A switch is typically constructed of a plurality of switching elements which act together to transport a cell from the input of the switch to the correct output. Various types of switching elements are well-known such as the already-mentioned matrix switching elements and bus-type switching elements. In addition, an ATM switch may utilize central memory switching elements, and ring-type switching elements. Each of these are discussed in greater detail in the Handel et al. reference and each carries out the above-mentioned two primary tasks.
Translation of the VPI/VCI information is important because in a standard ATM network the contents of these fields only has local meaning (i.e., the same data would be interpreted differently by each switch). Thus, the VPI/VCI information is translated by each switch and changed prior to the cell being output from the switch. This translation is accomplished through use of translation tables which are loaded into the switch fabric, generally under control of a switch controller.
Importantly, it is the switch fabric, as controlled by the translation tables, which provides for making routing decisions within the switch. The translation tables may updated from time-to-time in order to provide for new virtual paths/virtual circuits or to remove existing ones (this process is sometimes referred to as call set-up and tear-down). Thus, a VPI/VCI is supplied in the cell header at the input of the switch and the VPI/VCI is translated by the switch fabric and the cell is routed to the appropriate output port. However, generally, the device generating the cell has no knowledge of the specific output port on which switch will send the cell. Rather, this routing decision is made by the switch based on the then current translation tables.
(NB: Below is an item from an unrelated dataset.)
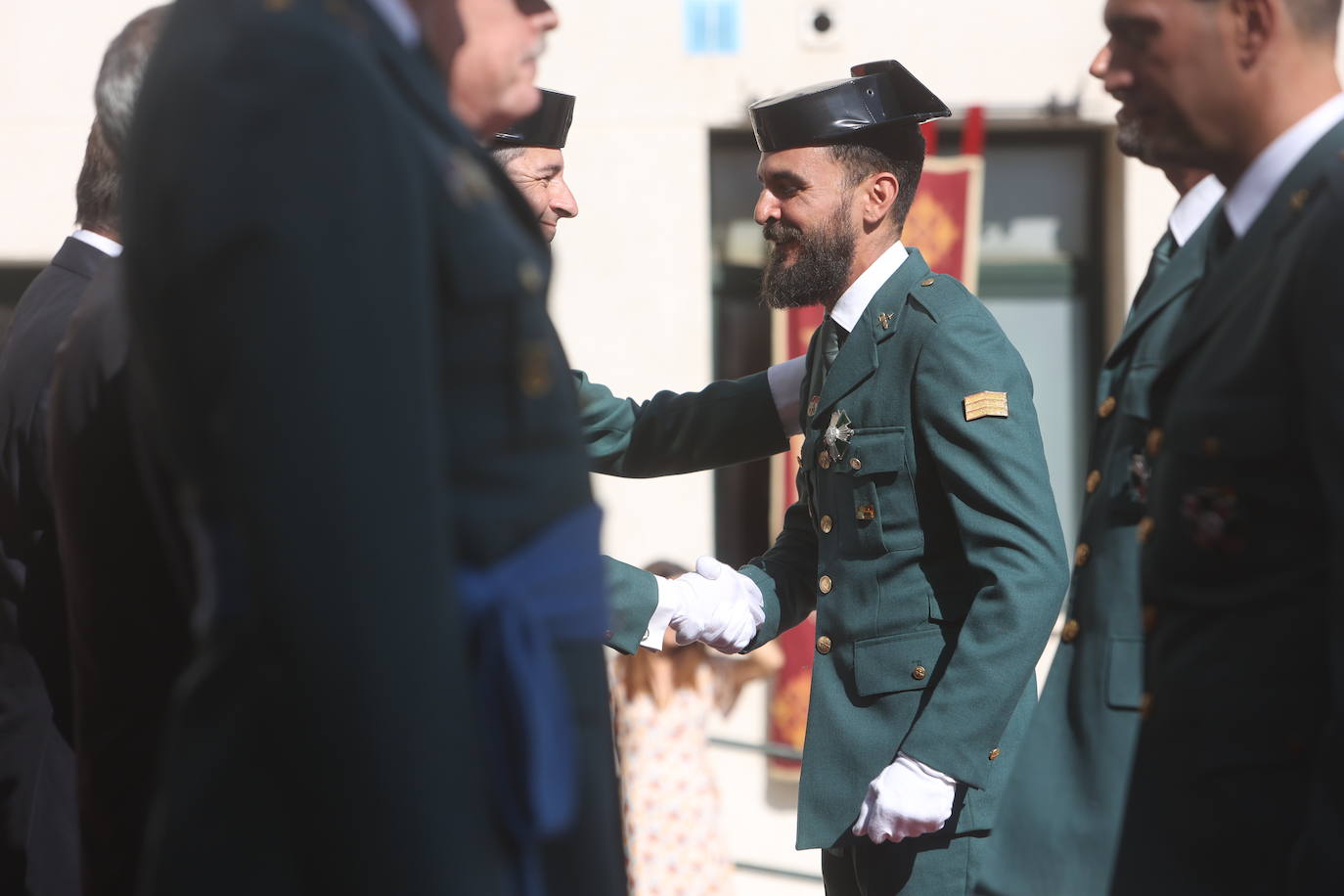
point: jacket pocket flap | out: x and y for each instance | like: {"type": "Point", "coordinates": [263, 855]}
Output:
{"type": "Point", "coordinates": [879, 450]}
{"type": "Point", "coordinates": [895, 661]}
{"type": "Point", "coordinates": [1125, 673]}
As will be seen, the present invention provides for an ATM switch having preconfigured VPI/VCIs and allows for selection of an appropriate output path by the device generating the cell (i.e., the device generating the cell provides for the routing decision rather than the ATM switch.)
Network Concentrators
Network concentrators or hubs are well-known in the art. Two well-known examples of network concentrators are the SynOptics' LattisNet System 2000.TM. and LattisNet System 3000.TM. concentrators. The concentrators are better described in "LattisNet.RTM. Product Overview, A comprehensive Description of the Lattisnet Product Family" (the "LattisNet Product Brochure"), available from SynOptics Communications, Inc. of Santa Clara, Calif., the assignee of the present invention.
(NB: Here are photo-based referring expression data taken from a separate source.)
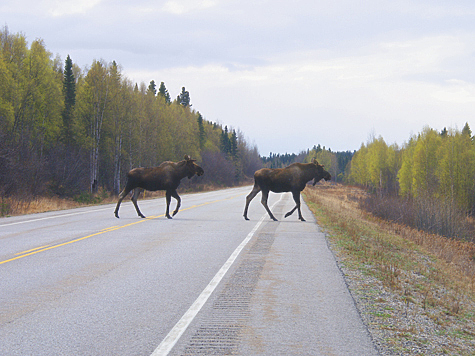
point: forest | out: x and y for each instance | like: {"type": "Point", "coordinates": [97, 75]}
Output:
{"type": "Point", "coordinates": [70, 132]}
{"type": "Point", "coordinates": [427, 183]}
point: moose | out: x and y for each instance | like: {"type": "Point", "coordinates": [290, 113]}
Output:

Network concentrators typically comprise a number modules, each module having a plurality of ports to which local area network segments may be connected. A local area network segment may support one or more devices such as data terminals, computers, file servers, printers, etc. The various modules are interconnected through a backplane bus or the like in the concentrator module. Thus, a device attached to module 1 may communicate an information packet to the devices attached to the other modules by providing communicating the packet onto the local area network segment connected with module 1 and, module 1, when it receives the packet, communicating the packet onto the backplane bus. The other modules may then receive the packet from the backplane bus and communicate the packet to the devices coupled with network segments connected to the other modules. The various modules may support, for example, Ethernet (or other CSMA/CD protocol), Token Ring and/or FDDI networks.
Objects of the Invention
It is an object of the present invention to utilize an ATM switch as a routing backplane in a network concentrator to provide for relatively fast routing of information packets between LAN segments coup led to the network concentrator.
This and other objects of the present invention will be understood with reference to the detailed description of the preferred embodiment and the accompanying drawings.